NUL-terminated character strings found in C are handled differently, depending on the standards level of the precompile option.
The ability to specify string units for certain built-in functions allows you to process string data in a more "character-based manner" than a "byte-based manner". The string unit determines the length in which an operation is to occur. You can specify CODEUNITS16, CODEUNITS32, or OCTETS as the string unit for an operation.
Since CHAR is a fixed-length type, DB2 pads the string with blanks to complete the defined length.

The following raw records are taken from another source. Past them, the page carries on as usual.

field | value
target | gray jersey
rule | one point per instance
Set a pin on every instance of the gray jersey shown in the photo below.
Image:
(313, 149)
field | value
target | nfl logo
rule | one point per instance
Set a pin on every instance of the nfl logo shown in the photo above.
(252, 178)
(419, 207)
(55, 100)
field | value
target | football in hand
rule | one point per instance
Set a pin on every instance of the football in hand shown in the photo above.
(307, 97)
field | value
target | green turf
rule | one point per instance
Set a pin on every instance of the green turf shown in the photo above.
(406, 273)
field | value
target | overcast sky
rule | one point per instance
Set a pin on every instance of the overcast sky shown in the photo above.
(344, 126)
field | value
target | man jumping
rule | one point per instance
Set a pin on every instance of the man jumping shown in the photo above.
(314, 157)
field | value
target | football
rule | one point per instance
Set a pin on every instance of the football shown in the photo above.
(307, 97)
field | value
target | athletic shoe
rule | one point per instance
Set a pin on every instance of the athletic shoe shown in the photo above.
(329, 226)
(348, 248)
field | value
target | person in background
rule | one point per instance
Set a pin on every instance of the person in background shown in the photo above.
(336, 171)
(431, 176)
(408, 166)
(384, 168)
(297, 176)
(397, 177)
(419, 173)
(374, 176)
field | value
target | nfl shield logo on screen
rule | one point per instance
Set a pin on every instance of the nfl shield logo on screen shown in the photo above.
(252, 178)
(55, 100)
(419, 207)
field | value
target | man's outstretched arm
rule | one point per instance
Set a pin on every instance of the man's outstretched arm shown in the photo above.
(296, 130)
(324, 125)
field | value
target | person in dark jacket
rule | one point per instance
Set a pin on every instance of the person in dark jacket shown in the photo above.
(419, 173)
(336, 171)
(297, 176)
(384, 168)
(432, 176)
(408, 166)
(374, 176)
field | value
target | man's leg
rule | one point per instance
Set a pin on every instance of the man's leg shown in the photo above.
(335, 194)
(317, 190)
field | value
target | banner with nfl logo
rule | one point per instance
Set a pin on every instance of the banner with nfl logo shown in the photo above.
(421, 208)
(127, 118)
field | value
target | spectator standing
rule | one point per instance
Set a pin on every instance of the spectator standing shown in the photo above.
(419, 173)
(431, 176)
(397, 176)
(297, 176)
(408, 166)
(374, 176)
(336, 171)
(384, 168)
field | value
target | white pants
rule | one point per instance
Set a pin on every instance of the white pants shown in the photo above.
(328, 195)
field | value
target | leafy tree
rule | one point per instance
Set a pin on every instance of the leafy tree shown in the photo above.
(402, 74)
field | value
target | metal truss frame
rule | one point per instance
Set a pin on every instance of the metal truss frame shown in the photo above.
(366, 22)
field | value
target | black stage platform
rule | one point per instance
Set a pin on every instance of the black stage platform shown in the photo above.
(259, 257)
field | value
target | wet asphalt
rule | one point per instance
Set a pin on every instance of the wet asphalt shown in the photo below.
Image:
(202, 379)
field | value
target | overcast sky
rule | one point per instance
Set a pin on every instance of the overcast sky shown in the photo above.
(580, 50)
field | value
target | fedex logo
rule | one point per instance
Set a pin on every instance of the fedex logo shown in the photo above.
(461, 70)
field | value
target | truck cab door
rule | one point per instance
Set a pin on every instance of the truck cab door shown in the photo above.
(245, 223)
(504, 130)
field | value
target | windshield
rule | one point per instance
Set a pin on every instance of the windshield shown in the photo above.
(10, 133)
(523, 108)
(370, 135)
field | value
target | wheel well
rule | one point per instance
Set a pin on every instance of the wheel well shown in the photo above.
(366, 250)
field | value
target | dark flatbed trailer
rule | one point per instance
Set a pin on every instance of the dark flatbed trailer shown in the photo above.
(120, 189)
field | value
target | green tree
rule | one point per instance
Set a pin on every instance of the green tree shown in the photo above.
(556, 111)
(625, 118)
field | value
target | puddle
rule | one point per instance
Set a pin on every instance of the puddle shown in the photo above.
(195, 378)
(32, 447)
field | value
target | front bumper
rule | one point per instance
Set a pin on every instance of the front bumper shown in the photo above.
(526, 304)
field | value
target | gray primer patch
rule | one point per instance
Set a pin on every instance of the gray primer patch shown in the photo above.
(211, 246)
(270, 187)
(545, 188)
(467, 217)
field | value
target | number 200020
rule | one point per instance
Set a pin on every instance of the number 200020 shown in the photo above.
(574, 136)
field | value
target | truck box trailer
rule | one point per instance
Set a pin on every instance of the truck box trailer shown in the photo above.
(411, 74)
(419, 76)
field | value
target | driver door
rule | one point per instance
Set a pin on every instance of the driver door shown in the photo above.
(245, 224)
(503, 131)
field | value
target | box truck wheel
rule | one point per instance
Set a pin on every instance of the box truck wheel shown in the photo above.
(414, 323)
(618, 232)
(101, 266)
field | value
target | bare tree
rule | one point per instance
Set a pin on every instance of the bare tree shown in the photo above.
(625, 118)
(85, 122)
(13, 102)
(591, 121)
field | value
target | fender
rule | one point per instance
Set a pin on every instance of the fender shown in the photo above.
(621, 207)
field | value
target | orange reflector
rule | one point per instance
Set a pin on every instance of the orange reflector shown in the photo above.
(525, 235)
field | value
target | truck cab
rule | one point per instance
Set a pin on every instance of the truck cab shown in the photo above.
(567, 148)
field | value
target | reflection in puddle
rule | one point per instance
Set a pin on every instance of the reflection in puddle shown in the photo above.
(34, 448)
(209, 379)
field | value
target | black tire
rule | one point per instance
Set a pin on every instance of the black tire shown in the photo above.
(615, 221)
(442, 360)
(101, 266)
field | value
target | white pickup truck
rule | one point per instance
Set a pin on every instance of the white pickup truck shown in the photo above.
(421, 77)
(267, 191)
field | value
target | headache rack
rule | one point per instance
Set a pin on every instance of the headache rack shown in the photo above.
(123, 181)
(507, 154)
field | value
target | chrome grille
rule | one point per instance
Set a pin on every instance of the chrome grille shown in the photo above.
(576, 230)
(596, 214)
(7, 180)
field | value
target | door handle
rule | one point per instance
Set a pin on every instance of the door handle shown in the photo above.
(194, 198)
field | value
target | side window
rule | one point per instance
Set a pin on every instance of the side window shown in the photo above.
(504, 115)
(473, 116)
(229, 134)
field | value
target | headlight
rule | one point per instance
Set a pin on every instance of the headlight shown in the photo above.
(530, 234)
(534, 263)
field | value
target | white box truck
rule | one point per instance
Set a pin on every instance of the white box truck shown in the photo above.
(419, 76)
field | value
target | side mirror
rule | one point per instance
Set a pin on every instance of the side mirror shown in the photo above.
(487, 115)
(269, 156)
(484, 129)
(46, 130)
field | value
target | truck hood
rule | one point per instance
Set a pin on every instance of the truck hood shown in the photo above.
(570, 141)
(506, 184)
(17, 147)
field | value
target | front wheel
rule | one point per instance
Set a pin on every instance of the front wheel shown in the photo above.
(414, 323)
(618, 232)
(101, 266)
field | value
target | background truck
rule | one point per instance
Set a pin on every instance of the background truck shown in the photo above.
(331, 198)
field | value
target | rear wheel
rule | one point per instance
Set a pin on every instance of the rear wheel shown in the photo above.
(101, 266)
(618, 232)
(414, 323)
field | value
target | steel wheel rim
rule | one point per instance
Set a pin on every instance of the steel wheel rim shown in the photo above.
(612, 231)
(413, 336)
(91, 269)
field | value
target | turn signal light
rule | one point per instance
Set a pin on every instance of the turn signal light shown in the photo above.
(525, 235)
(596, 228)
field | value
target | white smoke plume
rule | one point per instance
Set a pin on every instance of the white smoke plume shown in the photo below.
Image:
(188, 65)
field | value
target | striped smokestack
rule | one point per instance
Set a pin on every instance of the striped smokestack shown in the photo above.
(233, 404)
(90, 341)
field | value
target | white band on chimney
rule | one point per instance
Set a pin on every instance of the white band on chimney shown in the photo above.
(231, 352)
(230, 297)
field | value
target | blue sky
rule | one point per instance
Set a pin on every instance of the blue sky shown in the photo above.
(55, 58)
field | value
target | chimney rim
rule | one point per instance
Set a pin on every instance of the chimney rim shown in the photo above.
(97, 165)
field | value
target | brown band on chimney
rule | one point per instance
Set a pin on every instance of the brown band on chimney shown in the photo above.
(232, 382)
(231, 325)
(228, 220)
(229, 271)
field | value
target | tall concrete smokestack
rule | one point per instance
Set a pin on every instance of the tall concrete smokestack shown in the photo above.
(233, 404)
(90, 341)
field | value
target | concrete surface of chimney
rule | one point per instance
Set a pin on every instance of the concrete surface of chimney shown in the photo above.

The defined length here is 5 * CODEUNITS32, which is 20 bytes and is stored on the lower level / page - disk storage. VARCHAR(x CODEUNITS16) would mean x 2-byte characters, VARCHAR(x CODEUNITS32) would mean x 4-byte characters, and VARCHAR(x OCTETS) would mean x bytes.
For example, CHAR(5 CODEUNITS32), storing 'abc' is handled in memory as 'abc ' (two spaces) to meet the logical definition of the column. However, on disk it is stored as 'abc ' (17 spaces) since the DB2 Data Management Services layer requires the column to meet the physical definition.
The calculated length of a string computed using OCTETS (bytes) might differ from that computed using CODEUNITS16 or CODEUNITS32. When using OCTETS, the length of the string is determined by simply counting the number of bytes in the string. When using CODEUNITS16 or CODEUNITS32, the length of the string is determined by counting the number of 16-bit or 32-bit code units necessary to represent the string in UTF-16 or UTF-32, respectively. The length determined using CODEUNITS16 and CODEUNITS32 will be identical unless the data contains supplementary characters (see Difference between CODEUNITS16 and CODEUNITS32).
SELECT CHARACTER_LENGTH(NAME,CODEUNITS16) FROM T1
WHERE NAME = 'Jürgen'
SELECT CHARACTER_LENGTH(NAME,CODEUNITS32) FROM T1
WHERE NAME = 'Jürgen'
The next query,
which counts the length of the string in OCTETS, returns the value
7. SELECT CHARACTER_LENGTH(NAME,OCTETS) FROM T1
WHERE NAME = 'Jürgen'
These values represent
the length of the string expressed in the specified string unit.Format Representation of the name 'Jürgen'
-------- --------------------------------------
UTF-8 X'4AC3BC7267656E'
UTF-16BE X'004A00FC007200670065006E'
UTF-32BE X'0000004A000000FC0000007200000067000000650000006E'
The
representation of the character 'ü' differs among the three string
units: Specifying string units for a built-in function does not affect the data type or the code page of the result of the function. If necessary, DB2® converts the data to Unicode for evaluation when CODEUNITS16 or CODEUNITS32 is specified.
When OCTETS is specified for the LOCATE or POSITION function, and the code pages of the string arguments differ, DB2 converts the data to the code page of the source-string argument. In this case, the result of the function is in the code page of the source-string argument. When OCTETS is specified for functions that take a single string argument, the data is evaluated in the code page of the string argument, and the result of the function is in the code page of the string argument.
When CODEUNITS16 or CODEUNITS32 is specified, the result is the same except when the data contains Unicode supplementary characters. This is because a supplementary character is represented by two UTF-16 code units or one UTF-32 code unit. In UTF-8, a non-supplementary character is represented by 1 to 3 bytes, and a supplementary character is represented by 4 bytes. In UTF-16, a non-supplementary character is represented by one CODEUNITS16 code unit or 2 bytes, and a supplementary character is represented by two CODEUNITS16 code units or 4 bytes. In UTF-32, a character is represented by one CODEUNITS32 code unit or 4 bytes.
Character | UTF-8 representation | UTF-16BE representation | UTF-32BE representation |
---|---|---|---|
Unicode value X'1D400' - 'A'; mathematical bold capital A | X'F09D9080' | X'D835DC00' | X'0001D400' |
Unicode value X'0041' - 'A'; latin capital letter A | X'41' | X'0041' | X'00000041' |
Query Returns
----- -------
SELECT CHARACTER_LENGTH(C1,CODEUNITS16) FROM T1 2
SELECT CHARACTER_LENGTH(C1,CODEUNITS32) FROM T1 1
SELECT CHARACTER_LENGTH(C1,OCTETS) FROM T1 4